= Stomach division =

Military formation for ill combatants

In military terminology, a stomach division is a unit created for the purpose of containing combatants of disuse in the front lines. Its name originates from its original conception, in which men suffering from stomach illnesses were collected into units where their specialized diets could be handled more efficiently.

==Usage==
During the later years of World War II, the German military was drastically short of manpower. German soldiers suffering from stomach illnesses or digestive complaints not deemed severe enough to prevent them from fighting were organized into "stomach" (magen) or "stomach ill" (magenkranken) units. The 70th Infantry Division (Germany) of World War II is the only known case of this practice being employed at the divisional level.

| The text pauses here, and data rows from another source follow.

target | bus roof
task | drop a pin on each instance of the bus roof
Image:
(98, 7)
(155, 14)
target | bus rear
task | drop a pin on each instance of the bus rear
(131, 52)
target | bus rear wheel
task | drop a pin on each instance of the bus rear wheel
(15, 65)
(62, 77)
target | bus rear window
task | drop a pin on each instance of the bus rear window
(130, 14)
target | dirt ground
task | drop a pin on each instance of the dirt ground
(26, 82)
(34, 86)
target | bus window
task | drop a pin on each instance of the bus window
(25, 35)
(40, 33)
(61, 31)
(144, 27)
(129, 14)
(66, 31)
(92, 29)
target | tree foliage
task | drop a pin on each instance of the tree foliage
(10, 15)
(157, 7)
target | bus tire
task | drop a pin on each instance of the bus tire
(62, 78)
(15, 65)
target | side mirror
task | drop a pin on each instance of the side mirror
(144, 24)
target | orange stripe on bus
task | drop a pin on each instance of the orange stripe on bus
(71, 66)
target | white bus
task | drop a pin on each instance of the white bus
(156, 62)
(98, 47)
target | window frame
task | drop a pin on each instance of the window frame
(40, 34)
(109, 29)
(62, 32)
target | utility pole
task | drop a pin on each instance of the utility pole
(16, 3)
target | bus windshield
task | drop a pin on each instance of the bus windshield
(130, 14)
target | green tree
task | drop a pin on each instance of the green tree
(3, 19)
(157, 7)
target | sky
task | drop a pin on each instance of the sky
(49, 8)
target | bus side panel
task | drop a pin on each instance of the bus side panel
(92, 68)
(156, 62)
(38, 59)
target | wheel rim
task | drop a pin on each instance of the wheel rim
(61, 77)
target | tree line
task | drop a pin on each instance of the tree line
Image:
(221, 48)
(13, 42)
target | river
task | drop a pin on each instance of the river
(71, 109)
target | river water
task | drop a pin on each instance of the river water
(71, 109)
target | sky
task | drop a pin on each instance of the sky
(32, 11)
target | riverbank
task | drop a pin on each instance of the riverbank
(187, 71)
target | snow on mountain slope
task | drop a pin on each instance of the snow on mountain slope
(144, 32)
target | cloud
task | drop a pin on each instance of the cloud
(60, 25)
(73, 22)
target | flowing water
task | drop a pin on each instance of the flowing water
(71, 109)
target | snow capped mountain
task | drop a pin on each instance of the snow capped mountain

To keep them well enough to fight, they were fed on a specialised diet and were allowed their own latrines to avoid spreading their illnesses.

The German 282nd Replacement and Training Infantry Battalion (Infantrie Ersatz und Ausbildungs Battaillon 282 (M)) was committed to combat during the last stages of World War II.
It was referred to as "Stomach Trouble Battalion 282" by the American 749th Tank Battalion.

Lieutenant General Brian Horrocks of XXX Corps used this term in an interview for the documentary series "The World at War", where he described a unit of sick troops being amongst the only German forces protecting the Rhine in Belgium.